Adequacy of damages and balance of convenience

  1. BFD says that Dr Enegd treated about 7500 of its 19 000 patients.  I acknowledge the various difficulties that BFD may face if it does succeed at trial yet have to content itself with damages as its remedy if an injunction is not granted in the meantime.  Those include the difficulty it would encounter in assessing those damages;  in particular, the flow‑on effect in terms of transfer of client loyalty to Dr Enegd’s new practice and the true loss of profit to BFD.  BFD also argued, as a matter of principle, and assuming there is a clear contractual obligation (not necessarily the case here), the obligation should be upheld and not, in effect, traded away for damages.[8]

    [8]Idemeneo (No 123) Pty Ltd v Deady [2013] VSC 740 [25] (T Forrest J).

  1. Nevertheless, it was not suggested that Dr Enegd would be unable to meet an order to pay damages were she to fail at trial.  And, difficulties aside, damages have often been assessed by courts for the loss sustained by the wrongful transfer of custom from one business to another.

  1. Dr Enegd has plainly invested some time, effort and money in establishing the North Carlton dental practice.  At present it is in its relative infancy.  According to BFD, that only proves how little prejudice Dr Enegd would suffer by being made to cease to practise there and, instead, resort to performing contractor services elsewhere, as she has been for BFD for a healthy weekly income.

  1. BFD’s arguments seem to me to significantly underplay the prejudice to Dr Enegd were the court now to grant an interlocutory injunction restraining her from practising at the North Carlton premises.  She has a minimum five‑year lease commitment of $2621 per month and has already drawn down $210 000 of a bank loan to pay for the establishment of the practice.  She would face substantial risk of loss if she had to abandon, or cease using, those premises until the trial of the action.
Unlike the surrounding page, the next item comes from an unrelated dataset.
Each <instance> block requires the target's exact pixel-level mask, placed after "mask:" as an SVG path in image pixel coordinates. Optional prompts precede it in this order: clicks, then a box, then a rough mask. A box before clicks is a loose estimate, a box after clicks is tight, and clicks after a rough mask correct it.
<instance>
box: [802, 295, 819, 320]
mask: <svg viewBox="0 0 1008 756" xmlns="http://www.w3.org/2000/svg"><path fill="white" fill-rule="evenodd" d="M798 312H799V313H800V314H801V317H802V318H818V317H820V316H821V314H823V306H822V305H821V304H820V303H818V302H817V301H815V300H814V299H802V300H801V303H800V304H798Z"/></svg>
  1. The current evidence is that Dr Enegd is seeing only two to four patients per week.  By contrast, BFD’s practice has seven other dental practitioners and a very substantial client base.  There is, at least, an even chance that former clients of Dr Enegd at BFD will simply elect to be seen by other dentists at the BFD practice rather than transfer to Dr Enegd at North Carlton.  I do not underestimate the possibility that there will be some flow of clients to her from the BFD practice, but, even allowing for gathering momentum it is likely to take some time before she make serious inroads into the 7500 clients to whom she apparently provided services while at BFD.  And if she does, and she fails at trial, then the likelihood is that BFD will have a sufficient asset against which to recover any loss that it proves.  It was not suggested otherwise.

  1. In the result, I am not satisfied that BFD’s claim enjoys sufficient probability of success such that, having regard to the adequacy of damages as a remedy and the balance of convenience, I should restrain Dr Enegd from conducting her practice at North Carlton pending the trial of the proceeding.

  1. BFD’s application is therefore refused.